Insiste que el régimen pensional que le es aplicable es la Ley 33 de 1985 y que si bien no discute que el Instituto de Seguros Sociales, una vez reconozca la pensión de vejez, subrogará el derecho pensional total o parcialmente, ello no tiene la virtualidad de eximir al Banco Popular S.A de la obligación pensional de jubilación.
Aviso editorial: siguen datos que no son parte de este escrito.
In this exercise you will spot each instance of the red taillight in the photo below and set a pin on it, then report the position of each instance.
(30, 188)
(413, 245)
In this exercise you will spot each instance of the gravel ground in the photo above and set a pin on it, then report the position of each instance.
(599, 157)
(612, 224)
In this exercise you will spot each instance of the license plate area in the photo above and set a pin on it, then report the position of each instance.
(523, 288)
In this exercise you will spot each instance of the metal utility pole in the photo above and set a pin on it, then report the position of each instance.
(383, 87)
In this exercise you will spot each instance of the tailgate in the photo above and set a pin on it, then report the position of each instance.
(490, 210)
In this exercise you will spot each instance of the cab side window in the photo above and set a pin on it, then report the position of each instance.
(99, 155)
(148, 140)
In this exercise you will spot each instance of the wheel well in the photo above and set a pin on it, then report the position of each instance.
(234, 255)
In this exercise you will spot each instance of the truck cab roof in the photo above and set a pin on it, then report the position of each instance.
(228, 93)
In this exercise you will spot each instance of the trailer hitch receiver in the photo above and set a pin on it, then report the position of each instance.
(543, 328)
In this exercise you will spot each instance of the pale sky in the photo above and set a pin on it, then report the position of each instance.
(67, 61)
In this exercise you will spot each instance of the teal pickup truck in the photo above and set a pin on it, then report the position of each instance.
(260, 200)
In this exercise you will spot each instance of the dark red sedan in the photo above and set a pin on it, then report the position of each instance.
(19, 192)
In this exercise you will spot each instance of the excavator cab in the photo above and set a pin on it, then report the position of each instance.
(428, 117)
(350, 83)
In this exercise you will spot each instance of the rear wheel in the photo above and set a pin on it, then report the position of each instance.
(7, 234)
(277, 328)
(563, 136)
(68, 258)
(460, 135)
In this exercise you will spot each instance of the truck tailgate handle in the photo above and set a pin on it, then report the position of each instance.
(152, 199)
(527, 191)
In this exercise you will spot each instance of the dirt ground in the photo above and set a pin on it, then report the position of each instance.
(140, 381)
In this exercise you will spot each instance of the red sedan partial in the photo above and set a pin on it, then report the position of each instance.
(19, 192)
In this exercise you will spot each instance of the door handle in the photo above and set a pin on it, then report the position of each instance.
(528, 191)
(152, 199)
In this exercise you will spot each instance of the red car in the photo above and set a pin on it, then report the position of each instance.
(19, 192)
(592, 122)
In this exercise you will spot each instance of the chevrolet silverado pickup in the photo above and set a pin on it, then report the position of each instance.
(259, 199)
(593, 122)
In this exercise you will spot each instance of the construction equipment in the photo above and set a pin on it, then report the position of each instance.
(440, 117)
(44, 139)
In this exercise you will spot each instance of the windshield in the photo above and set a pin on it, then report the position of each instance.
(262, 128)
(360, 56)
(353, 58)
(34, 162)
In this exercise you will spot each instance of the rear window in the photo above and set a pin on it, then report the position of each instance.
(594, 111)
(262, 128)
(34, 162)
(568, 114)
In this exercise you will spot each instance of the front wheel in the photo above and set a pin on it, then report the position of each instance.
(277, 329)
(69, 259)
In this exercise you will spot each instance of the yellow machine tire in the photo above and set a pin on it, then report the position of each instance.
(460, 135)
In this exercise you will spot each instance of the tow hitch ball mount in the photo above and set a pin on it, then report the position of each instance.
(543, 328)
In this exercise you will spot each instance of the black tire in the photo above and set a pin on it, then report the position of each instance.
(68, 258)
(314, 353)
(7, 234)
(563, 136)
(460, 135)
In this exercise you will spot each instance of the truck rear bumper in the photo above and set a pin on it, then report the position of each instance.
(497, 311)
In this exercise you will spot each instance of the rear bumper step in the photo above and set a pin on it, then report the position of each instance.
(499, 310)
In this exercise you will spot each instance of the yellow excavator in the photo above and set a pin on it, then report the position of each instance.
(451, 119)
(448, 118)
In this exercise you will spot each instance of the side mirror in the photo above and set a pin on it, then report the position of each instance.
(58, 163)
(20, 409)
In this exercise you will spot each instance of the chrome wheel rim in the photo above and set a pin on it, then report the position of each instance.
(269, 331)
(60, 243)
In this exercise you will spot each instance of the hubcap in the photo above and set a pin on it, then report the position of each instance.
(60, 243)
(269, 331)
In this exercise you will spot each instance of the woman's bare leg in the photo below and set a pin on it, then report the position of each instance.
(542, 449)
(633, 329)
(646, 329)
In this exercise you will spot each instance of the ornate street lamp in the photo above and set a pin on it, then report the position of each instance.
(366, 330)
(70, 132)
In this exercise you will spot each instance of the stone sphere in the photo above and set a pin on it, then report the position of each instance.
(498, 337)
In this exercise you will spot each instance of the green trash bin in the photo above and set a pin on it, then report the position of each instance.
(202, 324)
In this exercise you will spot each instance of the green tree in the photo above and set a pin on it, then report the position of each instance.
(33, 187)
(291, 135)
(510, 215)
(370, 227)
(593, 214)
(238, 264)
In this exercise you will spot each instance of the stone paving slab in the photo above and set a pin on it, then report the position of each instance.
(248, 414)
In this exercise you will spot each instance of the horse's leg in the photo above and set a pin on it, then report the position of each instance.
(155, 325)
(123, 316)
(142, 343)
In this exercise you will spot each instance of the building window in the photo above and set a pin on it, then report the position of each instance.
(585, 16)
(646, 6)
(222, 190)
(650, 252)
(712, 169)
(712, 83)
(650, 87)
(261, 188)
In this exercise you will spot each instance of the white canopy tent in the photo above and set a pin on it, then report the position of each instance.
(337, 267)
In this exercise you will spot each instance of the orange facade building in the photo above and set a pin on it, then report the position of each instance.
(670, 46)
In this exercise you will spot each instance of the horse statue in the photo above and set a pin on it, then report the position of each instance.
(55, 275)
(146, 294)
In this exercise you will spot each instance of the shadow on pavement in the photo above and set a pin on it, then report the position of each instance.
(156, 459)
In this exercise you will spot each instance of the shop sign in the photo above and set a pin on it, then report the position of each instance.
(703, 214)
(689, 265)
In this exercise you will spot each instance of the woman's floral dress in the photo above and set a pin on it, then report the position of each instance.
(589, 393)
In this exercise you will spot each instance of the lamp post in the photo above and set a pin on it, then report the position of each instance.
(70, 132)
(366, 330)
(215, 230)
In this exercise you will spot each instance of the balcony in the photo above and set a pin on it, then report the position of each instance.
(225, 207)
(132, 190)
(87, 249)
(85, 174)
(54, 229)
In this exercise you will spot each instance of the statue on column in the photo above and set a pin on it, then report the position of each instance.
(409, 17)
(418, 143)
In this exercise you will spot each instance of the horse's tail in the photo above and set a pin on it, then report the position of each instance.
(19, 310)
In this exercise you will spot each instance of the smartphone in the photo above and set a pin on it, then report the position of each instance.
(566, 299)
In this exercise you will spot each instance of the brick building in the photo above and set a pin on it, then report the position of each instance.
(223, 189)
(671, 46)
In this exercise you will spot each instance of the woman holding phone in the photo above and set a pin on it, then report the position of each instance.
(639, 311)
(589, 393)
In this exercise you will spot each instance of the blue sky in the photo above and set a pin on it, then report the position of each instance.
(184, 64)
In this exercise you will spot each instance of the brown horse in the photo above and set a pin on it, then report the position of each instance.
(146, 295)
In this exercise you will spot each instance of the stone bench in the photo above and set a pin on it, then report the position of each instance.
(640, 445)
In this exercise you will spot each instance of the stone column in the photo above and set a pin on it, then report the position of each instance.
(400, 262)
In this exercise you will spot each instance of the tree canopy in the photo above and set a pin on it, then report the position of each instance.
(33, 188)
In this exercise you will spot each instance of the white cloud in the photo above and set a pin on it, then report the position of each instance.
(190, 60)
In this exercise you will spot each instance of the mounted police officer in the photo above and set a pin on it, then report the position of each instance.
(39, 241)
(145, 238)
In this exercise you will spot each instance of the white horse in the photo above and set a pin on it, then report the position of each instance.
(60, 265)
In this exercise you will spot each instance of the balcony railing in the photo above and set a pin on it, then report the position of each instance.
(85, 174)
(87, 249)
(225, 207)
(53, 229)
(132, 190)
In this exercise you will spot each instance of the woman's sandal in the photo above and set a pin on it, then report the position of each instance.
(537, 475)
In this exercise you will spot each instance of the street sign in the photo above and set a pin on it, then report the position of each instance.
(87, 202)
Por último, afirma que el Tribunal en la sentencia atacada acogió y aplicó la reiterada jurisprudencia de esta Corte, entre otras, las sentencias CSJ SL, 21 nov. 2002, rad.19372; 13 feb. 2003, rad. 18556; 26 nov 2003, Rad.19828; 8 jun 2004, rad. 22621; 26 mar 2010, Rad.36767.

X. CONSIDERACIONES Esta Sala de la Corte se ha pronunciado, de manera reiterada, sobre los dos temas que, en esencia, se plantean en el desarrollo del cargo, que son los mismos a los que se ha dado respuesta en múltiples sentencias, como la proferida dentro del proceso No. 35.796, el 6 de diciembre de 2008, en la que se explicó que la privatización del Banco demandado no implicaba la pérdida del derecho a la pensión de jubilación de quienes le prestaron más de veinte años de servicio como trabajadores oficiales y, de otra parte, que la afiliación de esos trabajadores al Seguro Social no les impedía obtener la pensión de jubilación oficial, porque para ellos no se previó, como en el sector particular, un principio de transitoriedad del régimen pensional a cargo del empleador para derivar en la asunción total del riesgo por el Seguro, sino que, por el contrario, subsistieron estatutos especiales que no contemplaban tal asunción y se expidieron nuevos como el Decreto 3135 de 1968, reglamentado por el 1848 de 1969, que tampoco dispuso la subrogación total, sin perjuicio de que los trabajadores oficiales pudieran ser afiliados al Instituto de Seguros Sociales conforme lo autorizó el régimen de éstos.

Como la Corte no encuentra, en los argumentos expuestos por el recurrente, razones para modificar su pacífico y consolidado criterio, explicado en la aludida sentencia, a ella se remite para restarle prosperidad al cargo. XI. TERCER CARGO Acusa la sentencia del Tribunal, por la vía directa, de interpretar erróneamente el artículo 36 de la Ley 100 de 1993, en relación con los artículos 1 de la Ley 33 de 1985, 1 de la Ley 62 de 1985, 27 del Decreto 3135 de y 68 y 75 del Decreto 1848 de 1969.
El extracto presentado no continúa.